I’ve got a couple DBT-ish therapy sessions in now, and while I can’t say I feel better, I can say I am starting to feel genuine threads of hope. Hope because I’m being reminded of all that I have accomplished already in my 39 years here. I’m in the process of re-training my brain’s thought-cycle system of anger, blame, and catastrophizing, and doing this kind of emotional heavy lifting is about as hard as pulling that deadlift was.
But I fucking did it. I had support along the way, and while I lifted the weight myself, I couldn’t have gotten there as quickly as I did without coaching, support, and encouragement. I’m finding this DBT therapy to feel about the same.
I’m also finding that I am more emotionally exhausted now than I have been in quite some time - although, a part of me recognizes that I haven’t had the skillset needed in order to continue unpacking my trauma and begin the reparation process within my marriage.
I’m hopeful my ability to be mindful of my thinking patterns and remembering all that I have survived, all that I have done, all that I am capable of, will begin to take the shape of me.

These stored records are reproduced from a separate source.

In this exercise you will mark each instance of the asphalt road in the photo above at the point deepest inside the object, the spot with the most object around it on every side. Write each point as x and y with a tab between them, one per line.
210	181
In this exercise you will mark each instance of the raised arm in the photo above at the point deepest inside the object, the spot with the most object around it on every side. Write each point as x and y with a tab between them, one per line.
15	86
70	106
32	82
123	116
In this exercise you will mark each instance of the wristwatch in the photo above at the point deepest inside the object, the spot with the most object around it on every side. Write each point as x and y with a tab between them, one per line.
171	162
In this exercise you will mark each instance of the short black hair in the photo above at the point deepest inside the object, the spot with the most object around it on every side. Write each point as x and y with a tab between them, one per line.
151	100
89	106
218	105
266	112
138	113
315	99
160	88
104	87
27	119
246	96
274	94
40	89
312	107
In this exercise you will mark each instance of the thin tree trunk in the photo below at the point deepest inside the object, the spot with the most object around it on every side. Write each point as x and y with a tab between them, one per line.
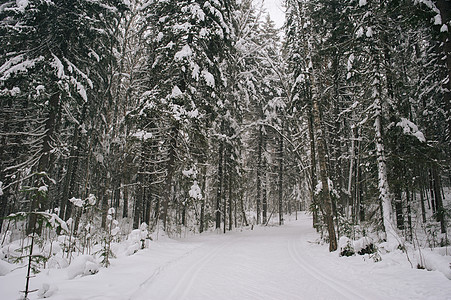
280	182
259	171
325	193
313	171
169	186
384	191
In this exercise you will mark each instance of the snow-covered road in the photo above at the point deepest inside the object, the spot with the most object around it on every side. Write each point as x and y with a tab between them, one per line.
265	263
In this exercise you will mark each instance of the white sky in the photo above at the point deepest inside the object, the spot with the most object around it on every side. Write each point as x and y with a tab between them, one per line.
276	11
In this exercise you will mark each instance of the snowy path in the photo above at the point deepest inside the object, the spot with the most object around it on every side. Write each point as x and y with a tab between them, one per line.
266	263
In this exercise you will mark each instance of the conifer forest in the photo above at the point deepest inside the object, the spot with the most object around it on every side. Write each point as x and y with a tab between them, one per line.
183	117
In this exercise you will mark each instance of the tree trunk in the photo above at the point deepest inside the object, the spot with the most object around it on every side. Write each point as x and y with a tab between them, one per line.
384	191
313	171
440	211
326	202
259	171
280	182
169	187
40	201
219	183
264	181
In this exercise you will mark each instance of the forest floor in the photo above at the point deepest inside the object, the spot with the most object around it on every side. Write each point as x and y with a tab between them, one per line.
273	262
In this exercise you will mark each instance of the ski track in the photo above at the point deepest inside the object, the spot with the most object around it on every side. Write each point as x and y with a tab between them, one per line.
186	280
161	269
303	263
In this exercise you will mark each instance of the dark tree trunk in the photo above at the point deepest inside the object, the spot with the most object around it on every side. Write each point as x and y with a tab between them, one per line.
326	202
169	187
259	171
398	208
280	179
219	183
314	179
40	201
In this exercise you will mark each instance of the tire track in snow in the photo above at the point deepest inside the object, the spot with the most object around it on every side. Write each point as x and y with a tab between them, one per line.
340	288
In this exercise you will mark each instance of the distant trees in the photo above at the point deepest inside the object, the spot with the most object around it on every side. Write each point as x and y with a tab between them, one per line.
370	65
197	114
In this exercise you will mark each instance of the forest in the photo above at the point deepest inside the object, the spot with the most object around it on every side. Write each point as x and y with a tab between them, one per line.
199	115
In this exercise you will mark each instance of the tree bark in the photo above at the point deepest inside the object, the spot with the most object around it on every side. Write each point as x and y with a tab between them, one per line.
326	202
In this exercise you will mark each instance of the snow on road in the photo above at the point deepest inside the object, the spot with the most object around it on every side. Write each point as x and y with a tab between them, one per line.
265	263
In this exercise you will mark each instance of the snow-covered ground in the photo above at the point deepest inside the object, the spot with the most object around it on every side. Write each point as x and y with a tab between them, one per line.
264	263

Maybe everything I have ever accomplished, everything I have ever felt proud of having done or created, maybe that will help me hold this wise part of my Self while I jackhammer the shit out of the old foundation of my identity; Shame, guilt, anger, sadness, hopelessness, discouraged.
Maybe, just maybe, there is a me that can be happy without it feeling completely uncomfortable, or (if I’m being honest), nearly impossible, to bear.
In her (for me, life-changing) book, The Gifts of Imperfection, Brené Brown says if we don’t get the skillset to invite in joy and then live from that place more often, we are doomed to find ourselves sliding back into our old negative coping skills. She says incredibly happy and joyous occasions, experiences, or feelings can send someone spiraling down, because the feelings of joy and hope become so overwhelming without the skills to be present with them:
“When we lose our tolerance for discomfort, we lose joy. In fact, addiction research shows us that an intensely positive experience is as likely to cause relapse as an intensely painful experience.”
So, if you, too, find yourself breaking all the happiness that comes into your life or your heart, you’re not alone.
And as it turns out, neither am I.
"My dark days made me strong. Or maybe I already was strong, and they made me prove it.”
-Emery Lord
A little bit off topic, but I watched this podcast today about sleep https://www.youtube.com/watch?v=BMTt8gSl13s but it also covered a theory about PTSD, that in REM sleep while memories are being consolidated, adrenaline is usually turned off, but in folks with PTSD, the adrenaline stays on, and this stops the traumatic memory being integrated. They suggest that trying to make the mind calm just before going to sleep might be helpful.